PART II: Dimension reduction methods
In many applications, a large number of variables are recorded for each experimental unit under study. For example, if we think of individual people as the experimental units, then in a health check-up we might collect data on age, blood pressure, cholesterol level, blood test results, lung function, weight, height, BMI, etc. If you use websites such as Amazon, Facebook, and Google, they store thousands (possibly millions) of pieces of information about you (this article shows you how to download the information Google stores about you, including all the locations you’ve visited, every search, youtube video, or app you’ve used and more). They process this data to create an individual profile for each user, which they can then use to create targetted adverts.

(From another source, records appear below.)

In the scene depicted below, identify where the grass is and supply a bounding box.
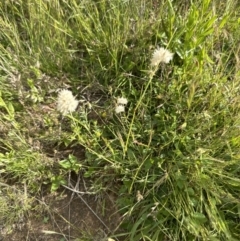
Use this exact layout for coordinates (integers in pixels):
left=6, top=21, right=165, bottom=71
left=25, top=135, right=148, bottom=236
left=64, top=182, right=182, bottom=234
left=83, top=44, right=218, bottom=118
left=0, top=0, right=240, bottom=241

When analysing data of moderate or high dimension, it is often desirable to seeks ways to restructure the data and reduce its dimension whilst retaining the most important information within the data or preserving some feature of interest in the data. There a variety of reasons we might want to do this.
- In reduced dimensions, it is often much easier to understand and appreciate the most important features of a dataset.
- If there is a lot of reduncancy in the data, we might want to reduce the dimension to lower the memory requirements in storing it (e.g. with sound and image compression).
- In high dimensions, it can be difficult to analyse data (e.g. with statistical methods), and so reducing the dimension can be a way to make a dataset amenable to analysis.
In this part of the module we investigate three different methods for dimension reduction: Principal Component Analysis (PCA) in Chapter 4; Canonical Correlation Analysis (CCA) in Chapter 5; and Multidimensional Scaling (MDS) in Chapter 6. Matrix algebra (Chapters 2 and 3) plays a key role in all three of these techniques.
A warning
Beware that high-dimensional data can behave qualitatively differently to low-dimensional data. As an example, lets consider 1000 points uniformly distributed in \([0,1]^d\), and think about how close together or spread out the points are. A simple way to do this is to consider the ratio of the maximum and minimum distance between any two points in our sample.
N<-1000
averatio <-c()
ii<-1
for(d in c(2,5,10,20,30,40,50,60,80,100, 200, 350, 500, 750, 1000)){
averatio[ii] <- mean(replicate(10, {
X<-matrix(runif(N*d), nc=d)
d <- as.matrix(dist(X))
# this gives a N x N matrix of the Euclidean distances between the data points.
maxdist <- max(d)
mindist <- min(d+diag(10^5, nrow=N))
# The diagonal elements of the distance matrix are zero,
# so I've added a big number to the diagonal
# so that we get the minimum distance between different points
maxdist/mindist}))
ii <- ii+1
}
plot(c(2,5,10,20,30,40,50,60,80,100, 200, 350, 500, 750, 1000),
averatio, ylab='Max. dist. / min. dist.', xlab='Dimension d', log='xy')
So we can see that as the dimension increases, the ratio of the maximum and minimum distance between any two random points in our sample tends to 1. In other words, all points are the same distance apart!